Les citernes permettent d'avoir de l'eau en permanence. Un système ingénieux récolte lors de forts orages de l'eau dans les collines environnantes qui sont acheminés via un conduit ouvert vers un point assez bas de la forteresse. L'eau est ensuite remontée à dos d'homme ou d'animal.

 

La révolte

La révolte juive de 66 a conduit un groupe de juifs à s'éloigner de Jérusalem. Ils partent à l'assaut de la forteresse, qui 75 ans après Hérode, ne contient plus qu'une faible garnison, et emportent la place forte.

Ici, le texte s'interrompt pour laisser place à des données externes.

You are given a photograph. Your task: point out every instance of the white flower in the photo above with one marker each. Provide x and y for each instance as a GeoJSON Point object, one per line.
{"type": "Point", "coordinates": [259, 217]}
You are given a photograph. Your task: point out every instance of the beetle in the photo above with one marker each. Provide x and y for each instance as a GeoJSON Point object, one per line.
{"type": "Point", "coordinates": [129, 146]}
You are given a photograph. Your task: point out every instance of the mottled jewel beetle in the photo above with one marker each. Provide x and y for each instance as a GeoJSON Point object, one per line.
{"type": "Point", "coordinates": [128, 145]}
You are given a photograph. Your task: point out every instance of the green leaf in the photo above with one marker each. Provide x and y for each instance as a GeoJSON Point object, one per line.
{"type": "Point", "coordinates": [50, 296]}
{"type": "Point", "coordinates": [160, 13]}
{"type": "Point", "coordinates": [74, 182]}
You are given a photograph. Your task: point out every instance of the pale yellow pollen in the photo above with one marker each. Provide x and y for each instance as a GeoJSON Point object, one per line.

Après la chute de Jérusalem en 70, vaincue par Titus, un groupe de zélotes juifs les rejoignent et s'installent à Massada.

Massada est alors devenu le dernier refuge des zélotes juifs.

Ces derniers, aussi appelés sicaires (du sica le petit couteau utilisé pour tuer les Romains) font régner la terreur parmi leurs compatriotes, lorsqu'ils les suspectent de collaborer avec l'occupant Romain. Massada compte environ 900 zélotes, dont les femmes et les enfants quand ils sont assiégés par le nouveau gouverneur de Judée, Lucius Flavius Silva. Celui-ci veut reprendre la dernière place forte juive.

Les 15 000 soldats romains de la légion X Fretensis font donc le siège de la forteresse. Ils l'isolent en établissant un mur reliant onze tours et huit camps empêchant toute fuite des retranchés. N'arrivant pas à accéder au sommet, Silva fait construire une rampe en terre battue qui permet l'approche d'une tour bélier du point le plus bas du piton rocheux.

Les assiégés érigent de leur coté un terre-plein soutenu par une assise en bois.

Mais les assaillants romains utilisent leur rampe pour se mettre au niveau du terre-plein qu'ils incendient grâce à des flèches incendiaires, ouvrant le chemin vers la forteresse en 73.

Lorsque les romains entrent, ils ne trouvent que des morts. Les sicaires ont préféré se suicider à la suite de leur chef Eleazar Ben Yair plutôt que de se rendre. Massada a résisté trois ans.

L'unique source écrite est le témoignage de Flavius Josèphe. Il n'était pas sur place mais, il a pu rencontrer deux femmes qui ont survécu au massacre en se cachant dans une conduite d'eau.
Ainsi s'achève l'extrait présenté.